National Labor Relations Act

Rob Wiley: My name is Rob Wiley, and today I'm going to be speaking with Austin employment lawyer, Colin Walsh, about employees who engage in activity together in the workplace and the National Labor Relations Act. So, Colin, Facebook. An employee posts something on Facebook that says, I don't like my supervisor or we ought to be paid more money, or we should have a better health plan. And the employer finds out about it and fires that employee. Is there a remedy? Is there something that the employee can do?

Colin Walsh: They could take action under the National Labor Relations Act for, if any kind of retaliation occurs because of these group meetings.

Rob Wiley: Well, you have those group meetings and, of course, you might see a gay and lesbian employee group saying, we want this employer to adopt a nondiscrimination policy. You might see a bible study group asking for a religious accommodation. Those, those kinds of activities might be protected under other laws, but they're certainly protected under the National Labor Relations Act, as well. When you have groups of employees that are coming together to ask for better terms and conditions of their employment or to make common grievances that's going to be actionable. And, it just happens that as technology improves, I think we will see more and more instances of people using tools like Facebook and, group chats and group messages to ban together. And, that kind of activity is protected. What does the National Labor Relations Act do?

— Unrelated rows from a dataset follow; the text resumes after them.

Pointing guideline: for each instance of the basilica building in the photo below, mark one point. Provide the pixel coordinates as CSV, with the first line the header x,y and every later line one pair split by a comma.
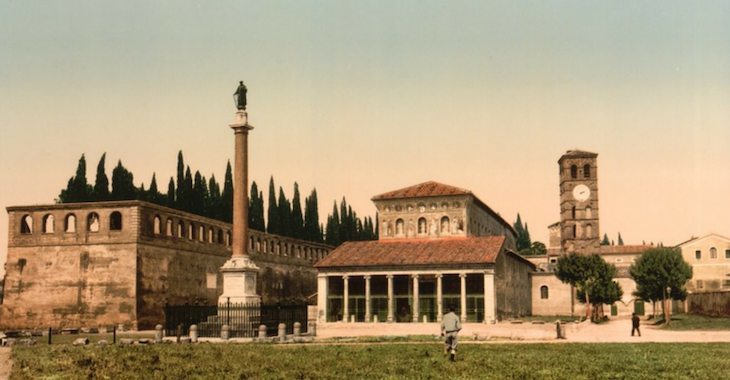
x,y
440,246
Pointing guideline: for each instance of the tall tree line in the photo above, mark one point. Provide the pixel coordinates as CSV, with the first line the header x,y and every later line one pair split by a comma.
x,y
192,192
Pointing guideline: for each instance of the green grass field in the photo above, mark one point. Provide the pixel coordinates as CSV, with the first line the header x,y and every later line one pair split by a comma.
x,y
374,361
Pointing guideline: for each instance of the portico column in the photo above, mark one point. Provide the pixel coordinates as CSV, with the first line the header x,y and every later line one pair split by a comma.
x,y
489,297
367,298
462,276
439,298
415,298
346,297
390,297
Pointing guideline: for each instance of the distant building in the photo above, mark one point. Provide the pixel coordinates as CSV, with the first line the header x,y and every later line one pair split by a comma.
x,y
110,263
710,259
439,246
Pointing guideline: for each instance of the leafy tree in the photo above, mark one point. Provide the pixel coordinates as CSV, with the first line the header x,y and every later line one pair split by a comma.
x,y
101,184
658,270
593,279
123,183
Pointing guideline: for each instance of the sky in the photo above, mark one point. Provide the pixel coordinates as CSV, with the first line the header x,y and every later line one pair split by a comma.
x,y
359,98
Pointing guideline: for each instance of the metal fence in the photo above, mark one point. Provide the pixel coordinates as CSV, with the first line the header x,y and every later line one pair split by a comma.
x,y
243,319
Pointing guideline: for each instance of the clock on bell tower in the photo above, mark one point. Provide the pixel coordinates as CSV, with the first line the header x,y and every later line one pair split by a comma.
x,y
579,230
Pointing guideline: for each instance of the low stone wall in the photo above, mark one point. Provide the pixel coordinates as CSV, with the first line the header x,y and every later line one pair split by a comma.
x,y
714,304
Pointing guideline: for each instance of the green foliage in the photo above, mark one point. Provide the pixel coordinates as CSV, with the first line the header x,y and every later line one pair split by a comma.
x,y
421,360
658,269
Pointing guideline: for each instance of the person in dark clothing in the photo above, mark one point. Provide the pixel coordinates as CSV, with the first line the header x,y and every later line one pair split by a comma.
x,y
635,324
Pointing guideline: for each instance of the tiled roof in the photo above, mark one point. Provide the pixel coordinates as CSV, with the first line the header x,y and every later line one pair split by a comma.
x,y
468,250
426,189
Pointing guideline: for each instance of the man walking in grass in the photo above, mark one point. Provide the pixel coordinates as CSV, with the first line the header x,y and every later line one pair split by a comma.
x,y
635,324
450,327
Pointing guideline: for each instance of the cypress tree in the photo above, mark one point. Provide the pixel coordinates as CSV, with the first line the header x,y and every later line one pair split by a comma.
x,y
227,196
101,184
123,183
180,198
297,219
273,223
170,193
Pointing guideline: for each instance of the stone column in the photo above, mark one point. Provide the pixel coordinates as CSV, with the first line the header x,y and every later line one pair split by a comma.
x,y
489,297
390,298
345,298
368,317
415,297
439,298
239,272
462,276
322,283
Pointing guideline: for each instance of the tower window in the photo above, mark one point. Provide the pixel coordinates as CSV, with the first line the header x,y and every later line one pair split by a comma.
x,y
544,292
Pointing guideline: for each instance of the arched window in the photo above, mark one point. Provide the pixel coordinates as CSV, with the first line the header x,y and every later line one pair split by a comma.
x,y
115,221
48,224
26,224
445,225
399,230
422,226
70,223
92,222
544,292
156,225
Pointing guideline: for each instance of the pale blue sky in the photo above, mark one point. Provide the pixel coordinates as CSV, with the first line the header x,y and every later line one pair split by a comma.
x,y
358,98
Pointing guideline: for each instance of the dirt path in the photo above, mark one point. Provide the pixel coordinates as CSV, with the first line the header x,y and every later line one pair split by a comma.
x,y
5,363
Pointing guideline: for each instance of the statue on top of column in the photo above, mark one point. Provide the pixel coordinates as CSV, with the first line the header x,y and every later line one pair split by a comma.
x,y
240,96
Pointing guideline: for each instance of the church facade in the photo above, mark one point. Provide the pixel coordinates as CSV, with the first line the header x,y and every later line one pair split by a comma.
x,y
440,246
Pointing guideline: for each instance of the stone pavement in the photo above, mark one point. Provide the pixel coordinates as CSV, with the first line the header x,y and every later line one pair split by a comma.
x,y
614,331
5,363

Colin Walsh: That protects concerted activity, which is activity where a group of employees engage to discuss working conditions.

Rob Wiley: And, I think this is an example of a very old law that we suddenly see have new life in it because of changes that we have in technology and, and society. This law has always protected, uh, employees who are coming together, whether it's in the context of a union or whether it's just in the context of getting together as a group of employees and wanting to improve the terms and conditions of their employment. But, now that we have Facebook and Twitter, uh, and these kinds of things, employees are using technology to do this. It's public. Employers are seeing it, and it is not uncommon, uh, for employers to turn around and fire somebody. But, that's a very important right that employees have, which is to take concerted activity. And, so if someone gets fired because of taking a stand on behalf of themselves and other employees, there are real rights at issue and there really is something that can be done. But, this isn't only the technology area. We, we've seen employees now that get together. Say there's a gay and lesbian group or there's a bible study group are those kinds of groups covered under the National Labor Relations Act?

Colin Walsh: Yes. Those kinds of groups would be covered.

Rob Wiley: And, so what does that mean that they could do?

Colin Walsh: Again, they could take action under the National Labor Relations Act, or if any kind've retaliation occurs because of these group meetings.